No, that is the point. We take the idea of precedent for granted; in the 1860's they did not.

You're blasting Lincoln over this, is a modern day judgement using modern day standards. That is always just silly when historical people are concerned. It's how Christopher Columbus went from "Admiral of the Ocean Deep" to syphilitic oppressor of minorities.

Professor Neely says that it was a truism in Lincoln's day that he saved Maryland for the Union. He was widely applauded for doing so. That is enough. But I thought of this little quoted part of Lincoln's first inaugural:

"I do not forget the position assumed by some that constitutional questions are to be decided by the Supreme Court, nor do I deny that such decisions must be binding in any case upon the parties to a suit as to the object of that suit, while they are also entitled to very high respect and consideration in all parallel cases by all other departments of the Government. And while it is obviously possible that such decision may be erroneous in any given case, still the evil effect following it, being limited to that particular case, with the chance that it may be overruled and never become a precedent for other cases, can better be borne than could the evils of a different practice. At the same time, the candid citizen must confess that if the policy of the Government upon vital questions affecting the whole people is to be irrevocably fixed by decisions of the Supreme Court, the instant they are made in ordinary litigation between parties in personal actions the people will have ceased to be their own rulers, having to that extent practically resigned their Government into the hands of that eminent tribunal."

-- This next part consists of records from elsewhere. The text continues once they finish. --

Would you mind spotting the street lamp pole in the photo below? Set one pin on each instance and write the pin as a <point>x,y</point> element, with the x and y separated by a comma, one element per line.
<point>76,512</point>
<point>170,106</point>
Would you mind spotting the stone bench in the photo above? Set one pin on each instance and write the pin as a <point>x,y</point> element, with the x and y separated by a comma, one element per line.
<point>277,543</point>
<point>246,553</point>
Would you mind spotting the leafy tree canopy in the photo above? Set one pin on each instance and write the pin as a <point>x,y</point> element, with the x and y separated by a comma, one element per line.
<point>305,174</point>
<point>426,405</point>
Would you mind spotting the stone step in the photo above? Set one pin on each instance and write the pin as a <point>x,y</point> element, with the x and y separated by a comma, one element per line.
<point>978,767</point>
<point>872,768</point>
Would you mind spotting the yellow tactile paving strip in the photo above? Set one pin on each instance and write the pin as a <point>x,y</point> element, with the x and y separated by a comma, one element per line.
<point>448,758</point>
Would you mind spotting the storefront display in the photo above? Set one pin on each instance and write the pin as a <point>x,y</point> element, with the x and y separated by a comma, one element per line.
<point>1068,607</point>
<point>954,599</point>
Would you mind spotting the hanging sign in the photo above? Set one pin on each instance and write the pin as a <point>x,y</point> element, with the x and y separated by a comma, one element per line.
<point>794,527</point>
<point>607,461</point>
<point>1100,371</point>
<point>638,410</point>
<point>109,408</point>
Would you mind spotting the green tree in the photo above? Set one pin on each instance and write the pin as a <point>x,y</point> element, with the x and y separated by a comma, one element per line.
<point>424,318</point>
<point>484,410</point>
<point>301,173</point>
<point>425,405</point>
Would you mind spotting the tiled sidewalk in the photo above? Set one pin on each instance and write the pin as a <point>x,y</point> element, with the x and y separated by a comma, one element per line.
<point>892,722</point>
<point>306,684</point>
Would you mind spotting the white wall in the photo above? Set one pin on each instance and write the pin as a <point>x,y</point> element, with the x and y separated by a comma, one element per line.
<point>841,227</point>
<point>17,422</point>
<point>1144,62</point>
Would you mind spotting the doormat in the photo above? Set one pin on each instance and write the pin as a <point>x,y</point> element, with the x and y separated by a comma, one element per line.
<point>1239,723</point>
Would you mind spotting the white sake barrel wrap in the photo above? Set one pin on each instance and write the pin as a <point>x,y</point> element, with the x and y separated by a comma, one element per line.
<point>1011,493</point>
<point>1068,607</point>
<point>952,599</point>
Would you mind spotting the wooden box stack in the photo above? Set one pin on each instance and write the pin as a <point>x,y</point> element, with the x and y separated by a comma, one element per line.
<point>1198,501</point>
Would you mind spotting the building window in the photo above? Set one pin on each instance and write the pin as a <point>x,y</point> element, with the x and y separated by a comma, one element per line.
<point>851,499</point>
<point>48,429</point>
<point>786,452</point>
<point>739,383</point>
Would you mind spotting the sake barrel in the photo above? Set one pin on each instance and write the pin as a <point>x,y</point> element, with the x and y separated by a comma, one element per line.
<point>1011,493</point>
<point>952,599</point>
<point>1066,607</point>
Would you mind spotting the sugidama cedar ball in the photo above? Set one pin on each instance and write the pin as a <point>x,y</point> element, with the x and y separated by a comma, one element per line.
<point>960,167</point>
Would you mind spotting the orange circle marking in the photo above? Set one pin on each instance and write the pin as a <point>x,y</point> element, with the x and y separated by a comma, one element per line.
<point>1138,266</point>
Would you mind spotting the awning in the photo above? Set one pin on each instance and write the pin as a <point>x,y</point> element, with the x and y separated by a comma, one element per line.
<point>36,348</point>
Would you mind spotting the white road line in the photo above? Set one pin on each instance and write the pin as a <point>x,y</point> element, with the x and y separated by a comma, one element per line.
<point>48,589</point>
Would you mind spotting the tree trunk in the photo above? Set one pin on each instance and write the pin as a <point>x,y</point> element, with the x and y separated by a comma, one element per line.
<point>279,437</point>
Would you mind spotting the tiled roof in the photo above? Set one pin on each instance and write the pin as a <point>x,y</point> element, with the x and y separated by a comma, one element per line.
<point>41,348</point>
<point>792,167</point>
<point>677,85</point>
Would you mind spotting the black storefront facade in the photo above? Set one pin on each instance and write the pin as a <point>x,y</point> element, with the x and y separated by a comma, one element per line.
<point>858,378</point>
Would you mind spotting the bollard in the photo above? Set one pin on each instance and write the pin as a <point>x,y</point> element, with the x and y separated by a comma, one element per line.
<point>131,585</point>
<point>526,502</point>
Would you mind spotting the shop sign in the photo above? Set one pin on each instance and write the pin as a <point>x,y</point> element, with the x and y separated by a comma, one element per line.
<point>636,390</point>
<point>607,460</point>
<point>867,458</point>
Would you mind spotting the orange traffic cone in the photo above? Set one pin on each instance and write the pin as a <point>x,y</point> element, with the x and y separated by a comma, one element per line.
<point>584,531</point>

So people back then had a different perception of the way the government functioned. Lincoln's inaugural was March 4, Merryman was arrested in late April, I believe.

You are putting a modern day judgement on an historical person. That is just silly.

I condemn the slave power because they were condemned at the time. I call them traitors because they were called traitors at the time.

Lincoln was not condemned the way you do --at the time-- (there was certainly a lot of discussion), so you have no right to criticize him now.